Эти люди, иногда собиравшиеся вместе у больного, были мало похожи друг на друга, В небольшом их кружке можно было отметить все оттенки мысли – от католичества до анархизма и даже до большевизма (большевиком считал себя один из юных товарищей Фромана). На них всех лежал отпечаток самых различных духовных предков: старик-эллинист имел нечто от иронического Лукиана; черты французских летописцев из коллекции Машо можно было открыть у графа де Куланжа, который в своем имении отдыхал по вечерам от забот о племенном скоте и химических удобрений, смакуя парчевый язык Фруассара и кустистую сочную речь плута Гонди*. Скульптор бороздил рытвинами свой лоб, чтобы открыть метафизику в Бетховене и Родене. И доктор Верье, относившийся к религиозному раю со скептической улыбкой человека науки, переносил необходимый его сердцу уголок чудесного в царство биологических гипотез или в ослепительные уравнения современной физики и химии. Хотя он болезненно разделял испытания текущей минуты, эра войны вместе с ее липкой славой уже скрывалась для него в туманной дали перед героическими открытиями мысли, совершаемыми новым Ньютоном, свободомыслящим немцем Эйнштейном, посреди всеобщего помрачения разума.
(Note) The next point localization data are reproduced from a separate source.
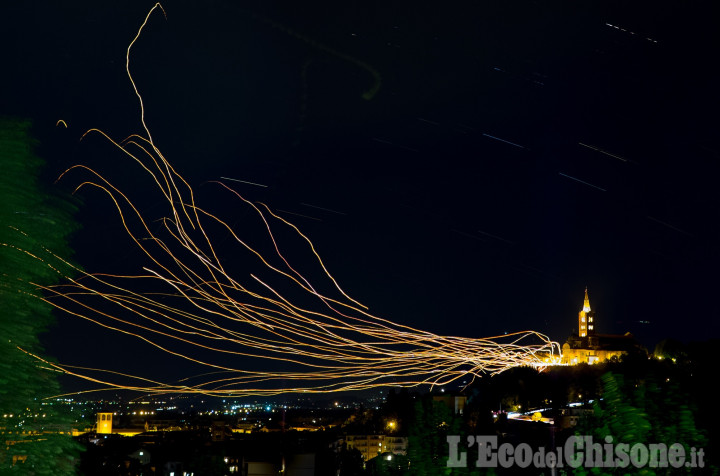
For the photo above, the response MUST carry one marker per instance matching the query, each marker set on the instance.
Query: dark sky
(514, 153)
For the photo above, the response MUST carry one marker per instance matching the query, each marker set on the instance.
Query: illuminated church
(587, 346)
* Фруассар – бытописатель феодального общества XIV века (1338– 1404); Гонди, больше известный под именем кардинала де Ретц, – политический деятель середины XVII века, оставивший красочные мемуары (1613-1679). (Прим. перев.)
Таким образом все у этих людей казалось различным: и характер ума и темперамент. Но общей чертой их было то, что они не зависели ни от какой партии, думали самостоятельно и относились с уважением и любовью к свободе – и своей собственной, и свободе других людей. Что по сравнению с этим все остальное? В нашу эпоху все старые рамки политических, религиозных или социальных партии рушатся; и не велик прогресс называться социалистом или же республиканцем, а не монархистом, если эти касты мирятся с государственным, религиозным или классовым национализмом. В настоящее время есть только два рода умов. Те, что замыкаются в установленных границах, и те, что открыты для всего живого, те, что носят в себе все человечество, включая и своих врагов. Несмотря на свою немногочисленность, люди эти, сами не зная, образуют подлинный интернационал, основывающийся на культе истины и вселенской жизни. И хотя каждый из них еще слишком слаб (они это знают), чтоб охватить свой необъятный идеал, зато этот идеал охватывает их всех. Объединенные им, они идут, каждый своей дорогой, к неведомому богу.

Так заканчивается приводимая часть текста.